You appear to have missed the fact DLSS is turned on for the 2080 bottom row, so it's not a like for like (or resolution for resolution) comparison.
Honestly, if I'd bought an RTX card based on the ray tracing stuff right now, I'd be pissed. I know they provide better performance but they were making out this was exclusive, hardware dependent stuff. Now it turns out it really, really isn't.

If I had a card that was providing acceptable performance and bought an RTX card for the ray tracing capability, I'd be pretty annoyed right now as I'd almost certainly have held off until it became more popular and to see what the competition provided.

This has also come out very quickly after software based ray tracing was demonstrated on AMD cards so must have been in the works for a while, don't you think?
I have an RTX 2070 and don't really use rt. It's gonna kill these cards so what's the point?
The point of this is great marketing, Mr 1080Ti is going to go from having an elite early adopter card to not even being able to keep up with a 2060 in RTX titles, it is going to make said Mr. enthusiast get a glimpse, a taste if you like and then be hooked and want more. They are also probably hoping this will give devs a nudge to get higher adoption rates across the board.

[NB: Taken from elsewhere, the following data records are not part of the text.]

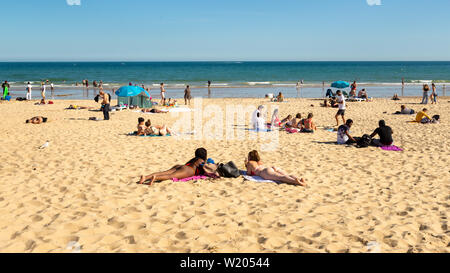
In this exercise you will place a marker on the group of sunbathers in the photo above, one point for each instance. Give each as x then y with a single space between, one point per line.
305 125
198 166
145 128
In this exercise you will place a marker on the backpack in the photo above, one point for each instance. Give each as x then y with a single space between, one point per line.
364 141
228 170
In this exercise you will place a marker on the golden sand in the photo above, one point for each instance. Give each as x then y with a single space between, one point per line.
83 189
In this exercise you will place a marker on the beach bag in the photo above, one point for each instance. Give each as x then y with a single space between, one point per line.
364 141
228 170
210 170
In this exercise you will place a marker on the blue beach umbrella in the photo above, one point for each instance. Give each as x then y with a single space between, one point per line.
340 84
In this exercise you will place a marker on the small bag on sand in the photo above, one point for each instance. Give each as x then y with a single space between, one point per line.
228 170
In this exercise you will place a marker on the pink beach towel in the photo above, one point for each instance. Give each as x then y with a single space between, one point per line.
292 130
391 148
200 177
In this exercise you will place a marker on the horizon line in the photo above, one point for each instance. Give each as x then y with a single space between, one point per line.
206 61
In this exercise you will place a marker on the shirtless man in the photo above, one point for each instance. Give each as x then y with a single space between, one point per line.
105 105
163 94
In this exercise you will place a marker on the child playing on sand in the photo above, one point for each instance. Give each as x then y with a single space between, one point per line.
341 103
308 125
192 168
141 127
156 130
255 168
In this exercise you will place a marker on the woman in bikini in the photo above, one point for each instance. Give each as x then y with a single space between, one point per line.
163 94
192 168
308 125
275 122
255 167
157 129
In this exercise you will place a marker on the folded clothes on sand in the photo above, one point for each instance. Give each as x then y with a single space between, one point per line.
135 134
198 177
391 148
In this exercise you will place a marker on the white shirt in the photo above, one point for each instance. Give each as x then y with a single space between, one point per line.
341 99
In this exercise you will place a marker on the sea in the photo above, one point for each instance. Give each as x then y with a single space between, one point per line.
229 79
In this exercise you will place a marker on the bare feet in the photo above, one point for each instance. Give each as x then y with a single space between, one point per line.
153 180
301 182
142 180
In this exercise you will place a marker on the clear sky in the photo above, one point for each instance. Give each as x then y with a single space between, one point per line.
170 30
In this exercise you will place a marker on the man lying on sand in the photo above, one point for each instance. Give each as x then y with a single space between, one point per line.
385 133
255 167
343 136
192 168
36 120
148 130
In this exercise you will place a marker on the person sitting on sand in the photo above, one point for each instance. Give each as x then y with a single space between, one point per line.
255 168
330 94
404 111
343 134
275 122
280 97
297 121
156 130
423 117
308 125
286 122
395 97
141 127
192 168
36 120
155 111
385 133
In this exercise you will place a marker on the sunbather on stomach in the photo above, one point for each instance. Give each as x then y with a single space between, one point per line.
192 168
254 167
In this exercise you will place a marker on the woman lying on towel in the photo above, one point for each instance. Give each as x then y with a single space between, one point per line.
146 129
36 120
255 168
192 168
155 111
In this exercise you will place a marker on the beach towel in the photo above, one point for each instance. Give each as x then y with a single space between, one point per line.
292 130
199 177
135 134
257 179
391 148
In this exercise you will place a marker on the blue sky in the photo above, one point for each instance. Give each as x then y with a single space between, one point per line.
298 30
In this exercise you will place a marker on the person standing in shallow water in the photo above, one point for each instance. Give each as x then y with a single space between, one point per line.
187 95
105 105
163 94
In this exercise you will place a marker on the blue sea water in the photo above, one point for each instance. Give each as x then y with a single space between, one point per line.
229 79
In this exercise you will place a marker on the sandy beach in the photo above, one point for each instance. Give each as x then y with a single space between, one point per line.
82 188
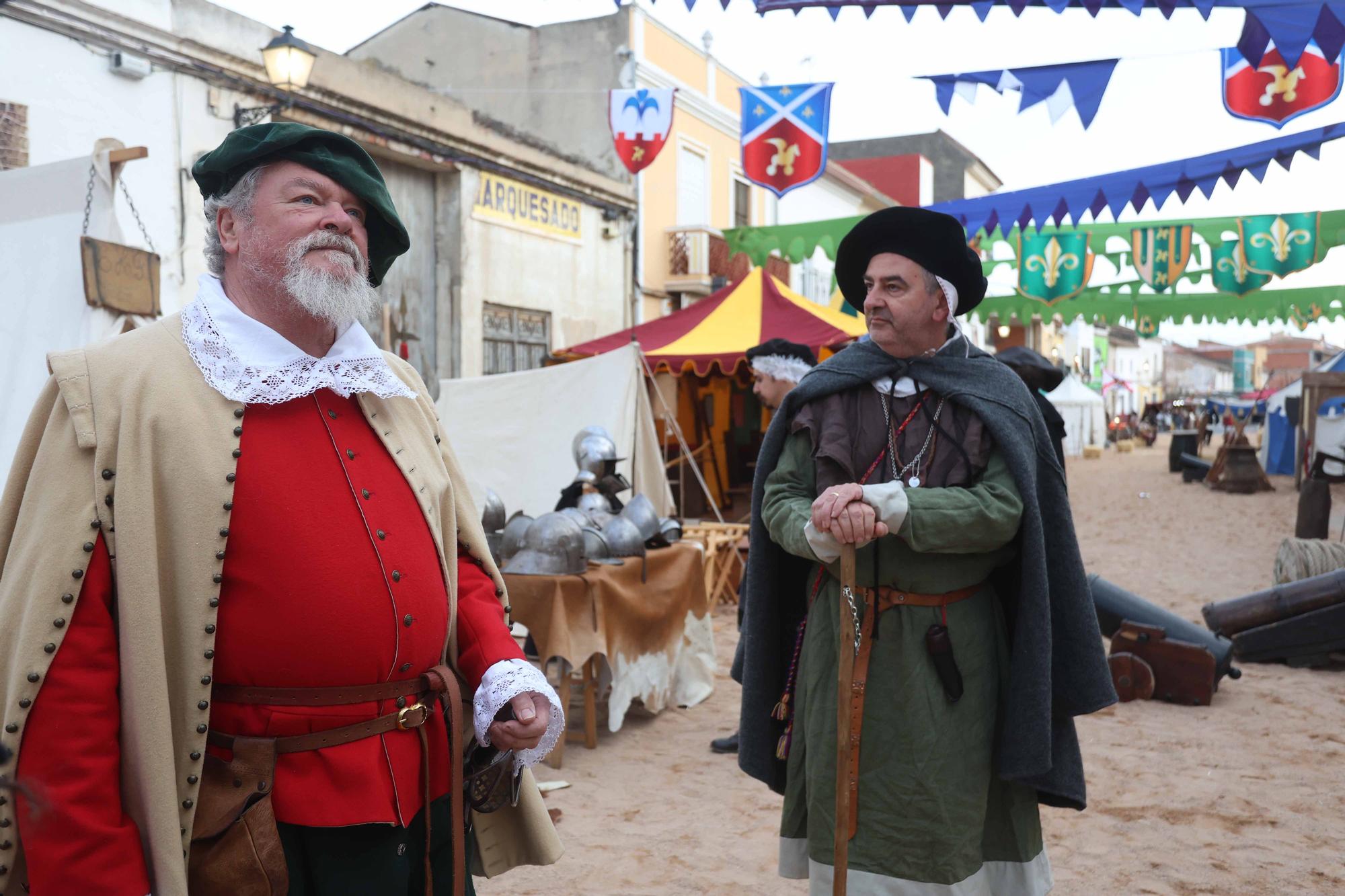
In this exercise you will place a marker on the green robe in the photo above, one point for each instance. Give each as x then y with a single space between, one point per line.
934 817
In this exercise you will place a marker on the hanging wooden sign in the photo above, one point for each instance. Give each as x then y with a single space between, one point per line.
120 278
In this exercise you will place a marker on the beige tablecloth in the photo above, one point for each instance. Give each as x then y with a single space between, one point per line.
654 637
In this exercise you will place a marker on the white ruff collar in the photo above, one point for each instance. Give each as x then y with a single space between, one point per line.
247 361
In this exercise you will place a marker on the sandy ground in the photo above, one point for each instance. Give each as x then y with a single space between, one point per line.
1246 797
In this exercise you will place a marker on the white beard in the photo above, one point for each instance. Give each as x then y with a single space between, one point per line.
337 298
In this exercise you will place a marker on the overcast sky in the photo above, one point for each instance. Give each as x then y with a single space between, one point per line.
1164 101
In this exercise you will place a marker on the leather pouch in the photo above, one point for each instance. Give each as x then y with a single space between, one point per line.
236 846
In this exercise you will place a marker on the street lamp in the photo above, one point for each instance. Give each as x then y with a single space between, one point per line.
289 61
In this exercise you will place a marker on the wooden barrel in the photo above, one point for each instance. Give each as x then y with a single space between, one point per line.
1184 442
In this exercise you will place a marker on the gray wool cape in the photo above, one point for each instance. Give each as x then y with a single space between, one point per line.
1056 669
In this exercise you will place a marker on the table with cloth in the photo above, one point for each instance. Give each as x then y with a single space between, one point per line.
644 631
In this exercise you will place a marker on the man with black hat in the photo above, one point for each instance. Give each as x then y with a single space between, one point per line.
778 365
243 583
974 630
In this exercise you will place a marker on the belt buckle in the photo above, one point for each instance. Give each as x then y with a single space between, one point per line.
404 723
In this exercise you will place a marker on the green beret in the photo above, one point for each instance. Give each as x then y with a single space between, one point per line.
325 151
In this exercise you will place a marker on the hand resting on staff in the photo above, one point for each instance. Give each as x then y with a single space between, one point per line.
841 512
532 715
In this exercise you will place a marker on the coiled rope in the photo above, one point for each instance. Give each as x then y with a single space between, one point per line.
1305 557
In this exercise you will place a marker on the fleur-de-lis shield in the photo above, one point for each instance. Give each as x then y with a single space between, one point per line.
1054 266
1230 271
1280 245
1160 255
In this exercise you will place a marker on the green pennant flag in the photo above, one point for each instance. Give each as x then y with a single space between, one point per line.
1054 266
1160 255
1280 245
1231 274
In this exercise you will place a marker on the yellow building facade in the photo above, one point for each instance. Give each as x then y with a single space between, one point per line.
696 188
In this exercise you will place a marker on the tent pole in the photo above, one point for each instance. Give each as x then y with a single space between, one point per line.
681 440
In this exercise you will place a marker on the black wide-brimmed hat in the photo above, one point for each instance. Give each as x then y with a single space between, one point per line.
326 153
933 240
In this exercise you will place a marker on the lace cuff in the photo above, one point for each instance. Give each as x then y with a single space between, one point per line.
502 682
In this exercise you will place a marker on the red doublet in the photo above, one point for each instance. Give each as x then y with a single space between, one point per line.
332 577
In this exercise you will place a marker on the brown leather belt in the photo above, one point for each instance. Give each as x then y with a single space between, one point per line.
887 599
439 684
890 598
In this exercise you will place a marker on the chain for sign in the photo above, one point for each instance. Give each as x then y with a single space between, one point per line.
84 231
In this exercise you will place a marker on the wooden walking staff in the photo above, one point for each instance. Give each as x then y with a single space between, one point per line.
845 662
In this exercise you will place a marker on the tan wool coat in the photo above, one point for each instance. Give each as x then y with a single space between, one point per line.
128 438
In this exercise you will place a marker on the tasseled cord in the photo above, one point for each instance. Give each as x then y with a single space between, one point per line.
785 709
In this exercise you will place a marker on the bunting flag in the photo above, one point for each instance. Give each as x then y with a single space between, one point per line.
1280 245
1274 93
1289 25
1054 267
1075 84
1133 189
1160 255
785 134
641 122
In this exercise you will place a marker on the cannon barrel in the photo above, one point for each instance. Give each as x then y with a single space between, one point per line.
1116 604
1274 604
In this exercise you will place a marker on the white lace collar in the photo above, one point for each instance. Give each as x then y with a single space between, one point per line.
247 361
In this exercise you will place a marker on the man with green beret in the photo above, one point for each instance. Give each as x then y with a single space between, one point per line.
973 628
248 615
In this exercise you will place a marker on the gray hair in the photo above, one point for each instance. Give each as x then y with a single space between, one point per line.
239 200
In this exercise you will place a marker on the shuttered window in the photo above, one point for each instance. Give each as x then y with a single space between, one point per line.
516 338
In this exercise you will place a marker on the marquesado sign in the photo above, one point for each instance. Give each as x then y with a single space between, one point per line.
517 205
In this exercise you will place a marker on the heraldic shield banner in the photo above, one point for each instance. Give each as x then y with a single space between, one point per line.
1160 255
1273 92
641 123
1280 245
1054 266
785 134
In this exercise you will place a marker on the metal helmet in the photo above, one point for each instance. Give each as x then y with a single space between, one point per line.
584 434
595 451
514 532
553 545
669 532
493 512
576 514
623 537
642 513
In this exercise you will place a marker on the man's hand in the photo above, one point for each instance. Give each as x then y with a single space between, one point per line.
532 715
841 512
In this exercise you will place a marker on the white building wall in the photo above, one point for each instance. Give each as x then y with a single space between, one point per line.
583 287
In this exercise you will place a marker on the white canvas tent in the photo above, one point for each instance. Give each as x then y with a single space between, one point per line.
42 299
512 432
1086 420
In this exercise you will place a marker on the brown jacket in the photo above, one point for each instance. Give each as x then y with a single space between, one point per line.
128 434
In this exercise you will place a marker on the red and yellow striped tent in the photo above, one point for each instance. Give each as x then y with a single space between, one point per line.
701 354
718 331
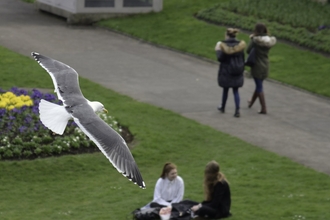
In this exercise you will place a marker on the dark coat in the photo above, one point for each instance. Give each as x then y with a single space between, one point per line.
220 202
262 45
231 58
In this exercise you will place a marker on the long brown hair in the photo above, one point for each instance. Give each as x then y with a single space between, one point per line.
212 176
231 32
167 168
260 29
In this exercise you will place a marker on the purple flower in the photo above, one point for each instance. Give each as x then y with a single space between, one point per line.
22 129
36 94
15 90
73 124
28 119
17 110
35 109
49 97
2 112
12 117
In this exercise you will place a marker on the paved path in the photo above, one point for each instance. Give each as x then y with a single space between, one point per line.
297 125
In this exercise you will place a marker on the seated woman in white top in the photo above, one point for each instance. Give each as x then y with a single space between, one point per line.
169 187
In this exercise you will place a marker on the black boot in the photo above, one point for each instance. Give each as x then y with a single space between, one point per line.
262 103
237 114
253 99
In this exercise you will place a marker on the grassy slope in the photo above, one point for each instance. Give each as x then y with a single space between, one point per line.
264 185
176 27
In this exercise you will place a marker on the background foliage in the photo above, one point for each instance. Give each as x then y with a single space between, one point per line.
305 23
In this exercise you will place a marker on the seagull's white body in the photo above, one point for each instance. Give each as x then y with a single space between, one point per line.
82 111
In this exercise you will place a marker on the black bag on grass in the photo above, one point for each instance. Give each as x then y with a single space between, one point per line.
146 214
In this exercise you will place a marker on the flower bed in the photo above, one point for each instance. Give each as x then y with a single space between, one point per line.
23 136
303 23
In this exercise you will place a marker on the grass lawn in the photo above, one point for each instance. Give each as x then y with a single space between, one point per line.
263 184
177 28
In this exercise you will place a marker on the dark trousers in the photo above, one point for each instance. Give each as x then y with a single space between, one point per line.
225 96
259 87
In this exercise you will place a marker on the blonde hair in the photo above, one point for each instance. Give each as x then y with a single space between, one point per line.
231 32
212 176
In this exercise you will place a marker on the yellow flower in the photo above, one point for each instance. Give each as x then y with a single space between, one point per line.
8 95
3 104
5 100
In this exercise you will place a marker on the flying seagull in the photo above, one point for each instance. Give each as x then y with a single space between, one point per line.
82 111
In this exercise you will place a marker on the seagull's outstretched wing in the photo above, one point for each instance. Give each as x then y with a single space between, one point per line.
112 145
65 79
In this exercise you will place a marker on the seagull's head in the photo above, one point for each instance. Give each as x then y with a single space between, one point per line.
98 107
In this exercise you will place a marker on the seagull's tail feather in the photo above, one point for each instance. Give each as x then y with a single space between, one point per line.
53 116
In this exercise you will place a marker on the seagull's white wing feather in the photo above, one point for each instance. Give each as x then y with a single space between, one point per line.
53 116
111 144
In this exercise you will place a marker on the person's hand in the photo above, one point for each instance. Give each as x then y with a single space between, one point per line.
196 207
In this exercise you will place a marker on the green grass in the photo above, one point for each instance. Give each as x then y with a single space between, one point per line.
177 28
263 184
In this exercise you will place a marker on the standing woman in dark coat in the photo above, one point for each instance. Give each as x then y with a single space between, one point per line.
261 43
217 194
230 54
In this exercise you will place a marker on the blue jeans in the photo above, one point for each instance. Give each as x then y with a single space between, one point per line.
258 83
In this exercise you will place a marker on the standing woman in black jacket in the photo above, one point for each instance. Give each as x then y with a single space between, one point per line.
217 194
230 54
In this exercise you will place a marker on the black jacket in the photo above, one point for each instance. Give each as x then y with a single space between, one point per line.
231 58
221 200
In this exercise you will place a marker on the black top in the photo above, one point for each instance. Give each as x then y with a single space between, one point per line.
221 199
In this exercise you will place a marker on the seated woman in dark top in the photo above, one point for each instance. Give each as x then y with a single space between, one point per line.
217 194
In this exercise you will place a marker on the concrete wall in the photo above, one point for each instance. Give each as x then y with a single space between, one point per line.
76 12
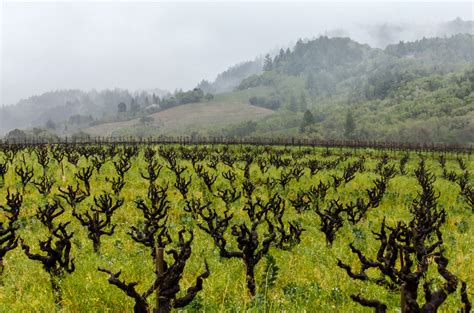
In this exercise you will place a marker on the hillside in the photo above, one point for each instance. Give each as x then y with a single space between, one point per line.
185 119
328 88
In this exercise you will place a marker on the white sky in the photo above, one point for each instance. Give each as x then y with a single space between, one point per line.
169 45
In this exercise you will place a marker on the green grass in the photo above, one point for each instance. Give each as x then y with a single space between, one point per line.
308 279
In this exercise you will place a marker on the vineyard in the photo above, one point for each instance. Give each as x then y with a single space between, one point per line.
235 227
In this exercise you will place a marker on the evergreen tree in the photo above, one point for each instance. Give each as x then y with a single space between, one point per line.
303 102
293 104
268 63
349 125
308 120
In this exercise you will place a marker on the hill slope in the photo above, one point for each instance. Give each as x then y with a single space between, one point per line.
184 119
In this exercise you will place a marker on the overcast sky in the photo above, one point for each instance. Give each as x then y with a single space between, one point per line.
86 45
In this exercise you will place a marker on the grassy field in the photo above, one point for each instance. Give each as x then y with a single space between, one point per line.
308 278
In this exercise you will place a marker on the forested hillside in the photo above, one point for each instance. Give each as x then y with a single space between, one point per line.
329 88
419 91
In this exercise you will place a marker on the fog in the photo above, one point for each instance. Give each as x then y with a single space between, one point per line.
85 45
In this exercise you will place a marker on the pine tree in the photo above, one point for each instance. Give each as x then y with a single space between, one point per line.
268 63
303 102
308 119
349 126
293 104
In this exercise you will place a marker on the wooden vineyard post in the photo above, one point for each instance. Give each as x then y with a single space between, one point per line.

Say what you will but this is a power move and it's a gooden from a business perspective.
EvilCycle
Say what you will but this is a power move and it's a gooden from a business perspective.

Certainly a well trodden path. “Your old card can't cope with all the tessellation that we got forced into the latest games? Perhaps this new card will help…”

If you can't see your old card chugging, how do you know you need a new one?

On a less sceptical note this seems a double edged sword. On the one hand getting RTX into more hands could help adoption, on the other hand if 80% of the cards out there aren't up to the task then we might get very watered down ray tracing that never needs the newer cards.